La densité de sites et de témoins archéologiques entre les voies antiques autour de Plestin-les-Grèves est tout à fait remarquable.

   

Cela concerne les voies conduisant à Carhaix (Vorgium), à partir du Yaudet (Coz Yaudet, Vetus Civitas), de Plestin (Est du Grand Rocher) et du Hogolo, ainsi que la transversale Est-Ouest (Yaudet - Morlaix via la Lieue de Grève et Plestin doublée par une voie plus au Sud (intérieur des terres) vers Morlaix partant des alentours du Grand Rocher (intersection avec la voie allant vers Carhaix).

   

Dans le périmètre considéré, les sites identifiés sont, selon le cas, des bornes militaires (Coz Ilis, Veuzit, Tossenou, Lancarré), des bâtiments ou substructions (Kerbiriou, Coz Ilis, Veuzit, Hogolo), des fortifications (Coz Castel). 
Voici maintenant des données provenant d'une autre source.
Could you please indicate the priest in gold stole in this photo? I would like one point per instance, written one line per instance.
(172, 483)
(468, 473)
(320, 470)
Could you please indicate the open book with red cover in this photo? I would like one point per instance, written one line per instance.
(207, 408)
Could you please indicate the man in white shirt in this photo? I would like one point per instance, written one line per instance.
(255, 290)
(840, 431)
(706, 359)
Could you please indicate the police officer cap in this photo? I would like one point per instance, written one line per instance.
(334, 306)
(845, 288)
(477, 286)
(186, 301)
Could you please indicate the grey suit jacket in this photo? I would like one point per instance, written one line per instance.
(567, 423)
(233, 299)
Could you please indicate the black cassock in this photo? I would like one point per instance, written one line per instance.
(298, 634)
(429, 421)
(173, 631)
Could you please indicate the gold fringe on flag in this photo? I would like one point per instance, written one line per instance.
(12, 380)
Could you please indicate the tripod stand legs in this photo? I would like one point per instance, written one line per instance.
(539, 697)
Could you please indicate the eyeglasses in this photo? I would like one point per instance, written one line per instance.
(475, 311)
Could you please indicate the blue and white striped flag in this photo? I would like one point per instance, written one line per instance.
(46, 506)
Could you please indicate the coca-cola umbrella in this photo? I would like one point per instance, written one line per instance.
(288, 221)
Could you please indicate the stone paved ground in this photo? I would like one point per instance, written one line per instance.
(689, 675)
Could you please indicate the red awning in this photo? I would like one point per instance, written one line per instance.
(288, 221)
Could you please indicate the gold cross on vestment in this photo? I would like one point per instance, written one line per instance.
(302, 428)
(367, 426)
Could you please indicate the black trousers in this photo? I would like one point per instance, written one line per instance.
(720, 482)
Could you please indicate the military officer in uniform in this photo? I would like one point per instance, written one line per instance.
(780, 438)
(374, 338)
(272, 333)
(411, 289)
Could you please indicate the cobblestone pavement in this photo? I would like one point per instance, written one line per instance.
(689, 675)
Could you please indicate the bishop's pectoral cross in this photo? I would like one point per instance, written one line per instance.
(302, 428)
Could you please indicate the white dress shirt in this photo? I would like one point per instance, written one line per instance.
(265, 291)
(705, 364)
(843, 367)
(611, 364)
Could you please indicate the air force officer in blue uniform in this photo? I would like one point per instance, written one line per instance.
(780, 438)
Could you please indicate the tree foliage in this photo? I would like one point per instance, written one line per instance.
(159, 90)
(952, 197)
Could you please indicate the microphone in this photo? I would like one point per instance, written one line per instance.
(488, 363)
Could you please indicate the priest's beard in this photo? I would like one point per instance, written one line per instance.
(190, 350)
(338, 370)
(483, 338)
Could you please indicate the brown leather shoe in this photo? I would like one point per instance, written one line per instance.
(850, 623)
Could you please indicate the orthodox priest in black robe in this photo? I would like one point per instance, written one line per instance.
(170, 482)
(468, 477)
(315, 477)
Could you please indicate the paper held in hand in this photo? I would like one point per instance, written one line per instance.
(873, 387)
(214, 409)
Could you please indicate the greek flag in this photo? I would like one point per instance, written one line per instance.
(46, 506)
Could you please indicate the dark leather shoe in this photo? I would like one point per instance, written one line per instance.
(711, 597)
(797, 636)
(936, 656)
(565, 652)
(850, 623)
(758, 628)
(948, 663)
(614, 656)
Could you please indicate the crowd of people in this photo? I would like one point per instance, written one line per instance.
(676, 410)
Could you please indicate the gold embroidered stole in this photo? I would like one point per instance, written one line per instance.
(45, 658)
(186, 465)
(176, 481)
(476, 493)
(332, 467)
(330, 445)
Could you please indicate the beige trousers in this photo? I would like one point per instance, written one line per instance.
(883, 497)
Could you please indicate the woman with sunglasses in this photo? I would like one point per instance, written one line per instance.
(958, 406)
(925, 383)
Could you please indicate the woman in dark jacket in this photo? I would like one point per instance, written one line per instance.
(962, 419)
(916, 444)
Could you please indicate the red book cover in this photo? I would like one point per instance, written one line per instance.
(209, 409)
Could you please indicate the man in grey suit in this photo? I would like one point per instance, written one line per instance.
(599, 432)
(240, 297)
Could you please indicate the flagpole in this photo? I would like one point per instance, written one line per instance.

Parmi les objets retrouvés figurent notamment des monnaies (Coz Ilis, Veuzit, Tossenou).

  

En dehors des échanges commerciaux et des besoins militaires terrestres, le maillage aboutissait sur des sites donnant accès à la mer et donc aux échanges commerciaux avec le Sud de la Grande-Bretagne.

      

 

 

Voies antiques : la carte

(Source "Patrimoines et histoire du pays de Plestin") 

     
 

  

Des routes maritimes connues ?

    

Un rapprochement peut être fait entre les sites concernés par les échanges économiques de cette époque avec la Grande-Bretagne et, beaucoup plus tard,  l'arrivée d'Efflam (Lieue de Grève) et d'Enora (Yaudet), qui auraient pu utiliser alors des voies maritimes connues depuis les Romains ?

  

 

 

 

  

Des schémas qui auront duré

  

L'axe terrestre Est-Ouest (Lannion-Morlaix) a toujours été stratégique, et il l'est toujours au XXIe siècle. 

L'axe Nord-Sud ne concerne plus vraiment Carhaix, mais plutôt Guerlesquin ainsi que  l'accès à la RN 12 (voie express Saint-Brieuc de/vers Brest), son trafic étant inférieur en volume à celui de l'axe Lannion-Morlaix. Il ne s'agit plus d'un axe fondé sur une connexion avec des voies maritimes (il n'y en a plus, l'accès à la Grande-Bretagne se fait par Roscoff via Morlaix), même si les échanges par ce type de voie ont duré jusqu'à une période assez récente, au moins jusqu'au début du XXe siècle, Toul an Héry (proche des Thermes du Hogolo) servant par exemple à l'importation d'engrais.